Historically, infostealers harvested user credentials by reading static SQLite databases left on a device’s hard drive by standard web applications. However, the widespread adoption of hardware-backed encryption and strict local access control lists (ACLs) has forced malware authors to alter their strategy.
The newest generation of Gremlin completely circumvents disk-based database protections by targeting web browsers while they are actively running. Unit 42’s deep dive confirms that the malware now focuses heavily on capturing active session tokens directly out of volatile RAM:
“By transitioning from a simple data exfiltration tool to a more advanced modular stealer, Gremlin now targets Chromium-based browsers. It uses memory-resident techniques to hijack active session tokens and sensitive data directly from running processes, rather than relying solely on static database files.”
By stripping active session tokens straight from memory, the malware allows attackers to completely bypass multi-factor authentication (MFA) prompts. Once these stolen tokens are imported into a malicious browser instance, the threat actor can instantly impersonate the victim, gaining seamless access to corporate environments, private cloud consoles, and financial platforms.
The modular design of the updated Gremlin implant introduces multiple dedicated sub-modules engineered to aggressively monetize an infected endpoint, specifically targeting modern communication frameworks and cryptocurrency assets.
- Targeting Communication Hubs: The malware incorporates a specialized module built exclusively to scan and extract access tokens from chat platforms. As Unit 42 records, “This threat’s scope has broadened, as evidenced by a dedicated Discord token stealer. This module scans multiple paths and uses regex validation to compromise modern communication platforms.”

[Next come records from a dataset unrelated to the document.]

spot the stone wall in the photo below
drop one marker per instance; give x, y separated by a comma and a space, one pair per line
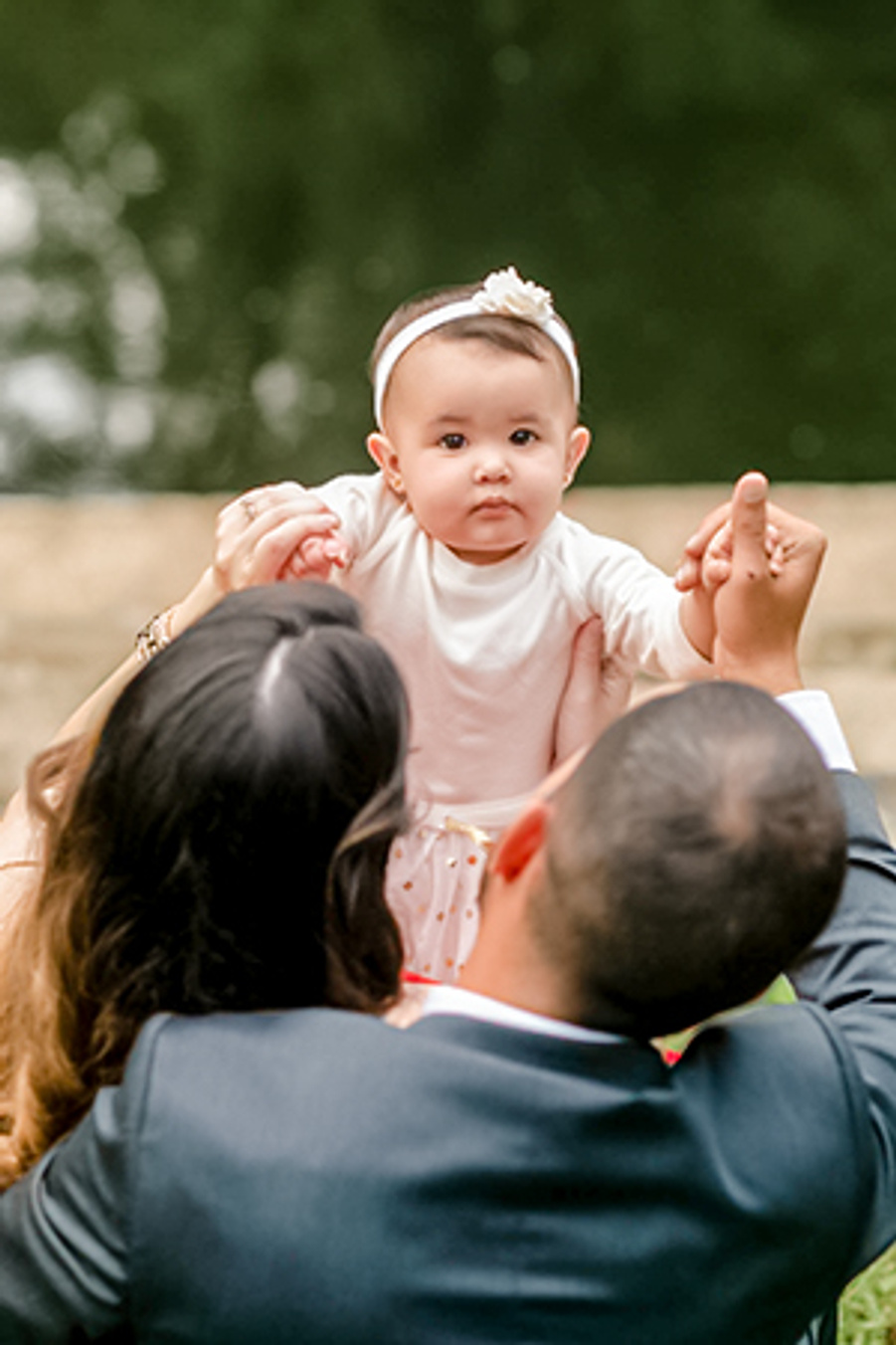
77, 579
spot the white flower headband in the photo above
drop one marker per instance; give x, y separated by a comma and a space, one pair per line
502, 292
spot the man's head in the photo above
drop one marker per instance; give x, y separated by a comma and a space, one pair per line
690, 857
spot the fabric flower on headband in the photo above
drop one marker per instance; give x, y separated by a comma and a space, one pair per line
506, 292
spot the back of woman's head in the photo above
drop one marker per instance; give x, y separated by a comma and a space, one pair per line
228, 843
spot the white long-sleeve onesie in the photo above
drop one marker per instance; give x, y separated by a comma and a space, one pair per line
484, 652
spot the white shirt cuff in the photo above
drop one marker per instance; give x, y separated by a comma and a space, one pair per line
816, 715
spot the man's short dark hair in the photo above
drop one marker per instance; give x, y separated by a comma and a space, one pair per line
693, 855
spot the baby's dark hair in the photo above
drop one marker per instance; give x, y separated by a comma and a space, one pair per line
693, 856
517, 335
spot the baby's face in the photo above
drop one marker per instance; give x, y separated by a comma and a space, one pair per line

- Monetizing the Clipboard: In addition to collecting tokens, the malware places a persistent observer on the system clipboard to facilitate automated financial theft. The researchers write, “The malware’s author has also added a clipboard hijacker. This new monetization feature enables persistent financial fraud. It continuously monitors the clipboard, replacing cryptocurrency wallet addresses with attacker-controlled ones.”
To protect its new capabilities from static signature detection and automated reverse engineering, Gremlin relies heavily on complex code obfuscation. The latest builds heavily employ a technique known as control flow flattening.
This anti-analysis safeguard acts as a psychological and logical obstacle for security researchers. Unit 42 describes the structural effect of this defense:
“Why it’s effective: It breaks the logical flow that a person would expect to see. It makes it hard to determine which path the code will actually take, even though in many cases, there’s only one real path. This significantly increases the time and effort required for reverse engineering.”
In practice, the compiler rearranges the application’s natural sequential blocks, placing them inside an endless loop governed by a massive central switch statement. Basic asynchronous instructions are twisted into an intricate web of artificial jump labels and arbitrary goto commands, significantly increasing the time and resources an automated analyzer or individual analyst must invest to understand the payload.